Como medio de prensa, Gualeguay 21 siempre que pudo acompañó todas estas actividades, en la convicción de que los medios de comunicación deben ser, por su responsabilidad social, agentes naturales de la promoción de nuestro acervo cultural. Tal es así que hasta hemos acompañado, de a caballo, no solo desfiles sino, incluso, la marcha en defensa de las jineteadas.
Es por todo esto que siempre nos hemos preguntado por qué no están presentes los principales medios en estos eventos, por qué tan poca difusión, tanto antes como después, por qué tan poco público, y por qué el público está compuesto solamente por paisanos y nadie del pueblo, siendo que es un hermoso y entretenido evento.
El pasado domingo descubrí una punta del ovillo que me permitió desentrañar la respuesta.
Como la misión de Yaguarí es mantener viva la pasión por lo nuestro, sus dirigentes son conscientes de esta realidad a la que nos referimos y, en tal sentido, asumieron la responsabilidad en la importante tarea de comunicar nuestras tradiciones, pero, lamentablemente, el resto de los actores que la acompañan en esto no lo han hecho.

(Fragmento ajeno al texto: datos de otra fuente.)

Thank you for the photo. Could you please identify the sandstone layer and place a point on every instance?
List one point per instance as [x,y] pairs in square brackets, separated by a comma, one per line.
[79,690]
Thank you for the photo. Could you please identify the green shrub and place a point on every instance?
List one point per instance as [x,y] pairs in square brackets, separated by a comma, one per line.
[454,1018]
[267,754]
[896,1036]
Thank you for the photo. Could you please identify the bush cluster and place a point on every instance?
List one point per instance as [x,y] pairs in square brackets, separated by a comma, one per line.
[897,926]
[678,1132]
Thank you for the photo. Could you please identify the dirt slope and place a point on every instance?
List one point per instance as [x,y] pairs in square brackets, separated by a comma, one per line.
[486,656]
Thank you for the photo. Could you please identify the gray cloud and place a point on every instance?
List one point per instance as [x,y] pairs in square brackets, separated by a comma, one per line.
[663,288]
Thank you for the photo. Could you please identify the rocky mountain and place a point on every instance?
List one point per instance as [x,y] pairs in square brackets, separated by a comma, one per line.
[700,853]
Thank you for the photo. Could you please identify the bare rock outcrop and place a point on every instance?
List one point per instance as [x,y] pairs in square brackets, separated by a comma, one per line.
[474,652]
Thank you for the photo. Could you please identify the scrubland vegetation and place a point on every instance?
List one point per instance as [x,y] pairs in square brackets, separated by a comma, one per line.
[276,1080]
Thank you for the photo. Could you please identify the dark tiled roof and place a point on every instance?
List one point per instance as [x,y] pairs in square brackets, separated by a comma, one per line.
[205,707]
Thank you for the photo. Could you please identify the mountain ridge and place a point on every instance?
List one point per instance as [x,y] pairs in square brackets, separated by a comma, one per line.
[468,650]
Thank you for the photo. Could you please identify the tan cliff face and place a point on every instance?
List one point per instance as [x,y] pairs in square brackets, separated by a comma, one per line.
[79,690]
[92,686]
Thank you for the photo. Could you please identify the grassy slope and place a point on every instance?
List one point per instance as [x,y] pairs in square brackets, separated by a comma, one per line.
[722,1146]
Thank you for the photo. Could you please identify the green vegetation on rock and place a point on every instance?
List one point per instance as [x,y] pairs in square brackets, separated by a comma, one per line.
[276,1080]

Concentrados exclusivamente en el negocio, los actores que acompañan el tradicionalismo olvidaron su responsabilidad como custodios de nuestra tradición. O sea, custodios de nuestros orígenes y de nuestra identidad como pueblo, más allá de que la política, hoy, lo haya olvidado.
Por lo tanto, es menester de quienes sí son responsables de su misión y su responsabilidad social, como lo es Yaguarí, asuman el desafío de concientizar a quienes acompañan la magna tarea de preservar nuestras más caras tradiciones.
En definitiva, es preciso que comprendan que la tradición no es un circo donde solo importa cobrar la entrada y cerrar el negocio.